Pastor gives up piloting after third crash

Gary Miles
The Detroit News

Having just walked away from crashing his plane in a high canyon in the mountains of Wyoming, the Rev. Steven Stam had a phone call to make.

“Well, I’ve made a decision today,” Stam told his wife, Karen, from the hospital bed in Laramie. “I’m not going to put you through this anymore.

“I had a mishap,” he recounted on Friday. “Quite a serious one.”

Stam, 67, a retired pastor from Holland, informed his wife that he would give up flying, a passion of 22 years, after breaking his back in his third plane crash in less than a decade.

An NTSB report out last week put the blame for the crash on Stam, saying he should have acted to prevent a developing engine problem.

His first crash came in 2009, when he was flying a 1977 Grumman American Lynx and attempted a go-around at a Holland airport but collided with trees.

Steven Stam

His second came in July 2015. He was turning in a 1966 Alon A2 Aircoupe near Lake Michigan when the engine quit.

“That was just a textbook dead-stick landing,” he said. “I just picked a spot and put her down.”

Stam ended halfway out the windshield of the plane, but his injuries weren’t serious. The NTSB determined earlier this year that the plane was too low on gas to get through the turn.

On Sept. 11, Stam was flying his newly purchased replacement airplane home from Davis, Calif., when trouble struck again. His 1965 Alon was cruising at about 9,500 feet after departing Laramie for Cheyenne, Wyo., when the engine started losing power.

“I was losing RPMs and airspeed and altitude; I was sinking fast,” Stam recalled. “I was flying over the canyon where Interstate 80 cuts between Cheyenne and Laramie.

“I was way above the edges, then sank down into the canyon.”

Stam immediately suspected carburetor icing, a condition in which the water vapor in humid air freezes as it enters the carburetor and chokes off air flow to the engine. Stam activated the plane’s carburetor heat to melt the ice, but it didn’t stop his precipitous descent, he said.

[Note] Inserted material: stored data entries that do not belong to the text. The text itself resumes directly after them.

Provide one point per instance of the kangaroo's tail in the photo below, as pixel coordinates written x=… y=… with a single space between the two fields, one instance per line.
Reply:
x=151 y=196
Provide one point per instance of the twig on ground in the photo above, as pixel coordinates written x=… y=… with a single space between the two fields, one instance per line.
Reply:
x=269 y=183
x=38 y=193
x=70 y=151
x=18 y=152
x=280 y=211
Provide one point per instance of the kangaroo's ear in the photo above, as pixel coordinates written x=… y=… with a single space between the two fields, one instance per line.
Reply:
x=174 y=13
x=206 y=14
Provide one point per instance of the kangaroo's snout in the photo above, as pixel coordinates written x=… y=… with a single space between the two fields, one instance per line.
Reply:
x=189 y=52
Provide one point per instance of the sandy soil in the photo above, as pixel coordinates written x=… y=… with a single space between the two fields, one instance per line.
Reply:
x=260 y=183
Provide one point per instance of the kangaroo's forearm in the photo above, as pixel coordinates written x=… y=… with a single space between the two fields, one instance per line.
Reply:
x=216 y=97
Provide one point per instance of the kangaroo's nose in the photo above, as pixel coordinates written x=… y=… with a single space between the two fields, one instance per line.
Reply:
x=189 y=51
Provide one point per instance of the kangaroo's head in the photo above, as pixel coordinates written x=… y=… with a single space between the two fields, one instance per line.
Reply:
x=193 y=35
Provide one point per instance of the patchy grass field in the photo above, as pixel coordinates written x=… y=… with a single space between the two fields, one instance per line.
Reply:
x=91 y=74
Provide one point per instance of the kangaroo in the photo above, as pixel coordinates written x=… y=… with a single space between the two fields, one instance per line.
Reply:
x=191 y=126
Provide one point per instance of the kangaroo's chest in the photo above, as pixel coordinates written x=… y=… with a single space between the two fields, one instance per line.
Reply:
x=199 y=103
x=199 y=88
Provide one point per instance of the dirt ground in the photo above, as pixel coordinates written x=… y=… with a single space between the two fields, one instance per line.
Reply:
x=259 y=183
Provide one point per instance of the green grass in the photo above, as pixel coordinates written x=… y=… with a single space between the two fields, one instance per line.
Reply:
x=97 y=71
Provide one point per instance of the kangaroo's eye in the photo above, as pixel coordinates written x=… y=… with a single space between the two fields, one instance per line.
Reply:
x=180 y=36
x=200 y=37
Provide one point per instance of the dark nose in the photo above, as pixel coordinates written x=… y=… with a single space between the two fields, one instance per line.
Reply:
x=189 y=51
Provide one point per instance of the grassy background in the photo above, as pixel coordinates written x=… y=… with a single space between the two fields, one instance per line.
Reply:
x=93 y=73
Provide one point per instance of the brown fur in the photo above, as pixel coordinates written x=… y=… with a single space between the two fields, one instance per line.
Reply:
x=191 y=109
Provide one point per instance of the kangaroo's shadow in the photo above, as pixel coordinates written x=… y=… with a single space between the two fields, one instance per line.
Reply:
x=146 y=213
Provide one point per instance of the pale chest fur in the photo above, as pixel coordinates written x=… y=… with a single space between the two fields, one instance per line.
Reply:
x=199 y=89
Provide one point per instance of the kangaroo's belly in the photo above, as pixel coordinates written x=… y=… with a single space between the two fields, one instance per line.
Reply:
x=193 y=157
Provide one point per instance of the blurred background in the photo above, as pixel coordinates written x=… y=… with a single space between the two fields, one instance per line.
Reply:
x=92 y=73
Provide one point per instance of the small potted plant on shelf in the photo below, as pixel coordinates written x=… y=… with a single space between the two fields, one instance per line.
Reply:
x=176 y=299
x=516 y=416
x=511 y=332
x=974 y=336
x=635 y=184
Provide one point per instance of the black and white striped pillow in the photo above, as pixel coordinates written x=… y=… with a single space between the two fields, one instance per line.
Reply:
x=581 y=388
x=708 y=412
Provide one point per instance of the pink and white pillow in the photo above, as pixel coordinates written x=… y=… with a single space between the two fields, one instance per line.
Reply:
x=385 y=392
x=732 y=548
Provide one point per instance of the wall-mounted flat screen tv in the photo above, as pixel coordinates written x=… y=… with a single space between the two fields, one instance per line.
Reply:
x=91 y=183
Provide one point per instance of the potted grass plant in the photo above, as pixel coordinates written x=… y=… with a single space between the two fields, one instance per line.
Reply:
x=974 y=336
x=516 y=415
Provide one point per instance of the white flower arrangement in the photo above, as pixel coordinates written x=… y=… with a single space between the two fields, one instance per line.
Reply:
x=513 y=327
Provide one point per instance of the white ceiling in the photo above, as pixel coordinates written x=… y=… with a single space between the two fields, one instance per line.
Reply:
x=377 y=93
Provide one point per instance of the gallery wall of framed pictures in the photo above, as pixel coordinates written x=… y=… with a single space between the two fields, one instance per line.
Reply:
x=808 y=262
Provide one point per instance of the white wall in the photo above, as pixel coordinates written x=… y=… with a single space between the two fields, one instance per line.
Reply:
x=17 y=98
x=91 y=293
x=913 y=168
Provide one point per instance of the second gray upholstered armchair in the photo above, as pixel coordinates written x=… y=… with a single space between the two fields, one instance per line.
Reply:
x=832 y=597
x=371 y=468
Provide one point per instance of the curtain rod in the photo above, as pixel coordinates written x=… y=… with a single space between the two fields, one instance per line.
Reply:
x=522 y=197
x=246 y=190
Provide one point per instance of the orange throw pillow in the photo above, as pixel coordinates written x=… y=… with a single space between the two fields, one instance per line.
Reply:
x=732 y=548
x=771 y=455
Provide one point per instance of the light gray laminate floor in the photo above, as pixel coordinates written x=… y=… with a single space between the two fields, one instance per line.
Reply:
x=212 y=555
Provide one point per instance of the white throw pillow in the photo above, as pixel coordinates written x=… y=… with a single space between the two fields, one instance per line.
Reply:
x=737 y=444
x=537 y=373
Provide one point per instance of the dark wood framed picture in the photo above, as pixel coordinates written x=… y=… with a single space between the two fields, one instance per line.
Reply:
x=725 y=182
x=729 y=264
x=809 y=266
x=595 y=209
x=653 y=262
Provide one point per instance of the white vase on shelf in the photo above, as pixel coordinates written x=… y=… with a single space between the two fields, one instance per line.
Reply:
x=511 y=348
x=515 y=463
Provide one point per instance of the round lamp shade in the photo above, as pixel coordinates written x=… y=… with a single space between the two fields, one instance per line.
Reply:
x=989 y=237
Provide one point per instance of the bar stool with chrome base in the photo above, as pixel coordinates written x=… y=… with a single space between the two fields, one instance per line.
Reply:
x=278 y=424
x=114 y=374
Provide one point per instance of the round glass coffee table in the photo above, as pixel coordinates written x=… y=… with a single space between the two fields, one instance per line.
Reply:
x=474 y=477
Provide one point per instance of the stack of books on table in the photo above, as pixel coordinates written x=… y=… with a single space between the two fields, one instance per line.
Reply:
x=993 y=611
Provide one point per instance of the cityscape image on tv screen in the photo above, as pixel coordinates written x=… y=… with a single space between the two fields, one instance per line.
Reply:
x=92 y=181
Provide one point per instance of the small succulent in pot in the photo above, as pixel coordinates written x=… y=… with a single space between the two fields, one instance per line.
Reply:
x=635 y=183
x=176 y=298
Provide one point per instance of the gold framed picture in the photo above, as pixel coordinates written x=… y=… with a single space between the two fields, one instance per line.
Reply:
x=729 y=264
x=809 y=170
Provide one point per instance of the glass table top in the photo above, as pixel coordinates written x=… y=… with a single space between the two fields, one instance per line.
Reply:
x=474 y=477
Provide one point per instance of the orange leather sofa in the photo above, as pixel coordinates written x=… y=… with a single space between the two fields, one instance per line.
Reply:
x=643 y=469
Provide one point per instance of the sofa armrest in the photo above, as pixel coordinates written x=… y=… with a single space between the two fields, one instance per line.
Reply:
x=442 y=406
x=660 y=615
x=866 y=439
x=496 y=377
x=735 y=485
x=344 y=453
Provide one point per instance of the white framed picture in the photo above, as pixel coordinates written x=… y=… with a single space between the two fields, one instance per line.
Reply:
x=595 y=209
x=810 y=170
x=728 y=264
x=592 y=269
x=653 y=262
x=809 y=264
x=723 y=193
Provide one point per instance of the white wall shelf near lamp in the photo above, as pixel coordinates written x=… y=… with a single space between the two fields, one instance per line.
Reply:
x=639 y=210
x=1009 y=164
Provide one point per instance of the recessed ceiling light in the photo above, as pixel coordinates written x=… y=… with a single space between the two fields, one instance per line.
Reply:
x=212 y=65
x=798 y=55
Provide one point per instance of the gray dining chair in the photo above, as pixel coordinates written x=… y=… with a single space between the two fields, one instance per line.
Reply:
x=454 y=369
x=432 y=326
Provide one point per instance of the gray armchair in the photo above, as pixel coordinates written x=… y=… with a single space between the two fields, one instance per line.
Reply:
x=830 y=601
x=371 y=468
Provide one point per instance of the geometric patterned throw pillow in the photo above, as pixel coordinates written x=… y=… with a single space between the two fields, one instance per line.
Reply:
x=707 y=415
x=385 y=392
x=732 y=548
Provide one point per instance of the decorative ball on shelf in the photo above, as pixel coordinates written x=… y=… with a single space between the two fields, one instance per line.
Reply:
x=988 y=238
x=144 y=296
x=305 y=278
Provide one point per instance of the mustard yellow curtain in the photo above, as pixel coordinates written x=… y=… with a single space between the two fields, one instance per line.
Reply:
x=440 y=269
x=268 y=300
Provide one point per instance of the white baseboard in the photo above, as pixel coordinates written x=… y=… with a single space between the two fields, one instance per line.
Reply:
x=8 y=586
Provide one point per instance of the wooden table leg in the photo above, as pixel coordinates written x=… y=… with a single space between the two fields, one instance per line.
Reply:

A photo of Steven Stam's plane, shortly after he crash landed near Holland State Park on July 19, 2015.

“I was just trying to stay between the canyon walls,” he said. “I was concerned about (truck) traffic, because it looked like I was going to have to put down on I-80.

“I pretty much knew I was going to die at that point,” he said. “I was sure I was going to slam into the side of the mountain.”

Stam thought he still had several hundred feet to descend when the plane hit.

As luck, fate or divinity would have it, the plane clipped the cement median wall and came to a stop just short of a cliff face.

“That slowed me down enough that I didn’t slam into the canyon wall,” he said. “Two inches higher or lower -- lower I would’ve slammed into traffic. I just cleared the highway and fell short of the canyon wall.”

A retired pastor of the Reformed Church in America in Holland, Stam said he misses flying.

“I kind of grieve the loss of flying, on the other hand I have no interest in climbing in a plane and taking off,” he said. “I’m a little touchy.”

Stam said not many people have associated his role as a pastor with his rare experience of surviving three different airplane crashes.

“People said, you know, God apparently was with me, but I don’t claim that I have special approval,” he said. “We’re just glad to be on the green side of the grass.”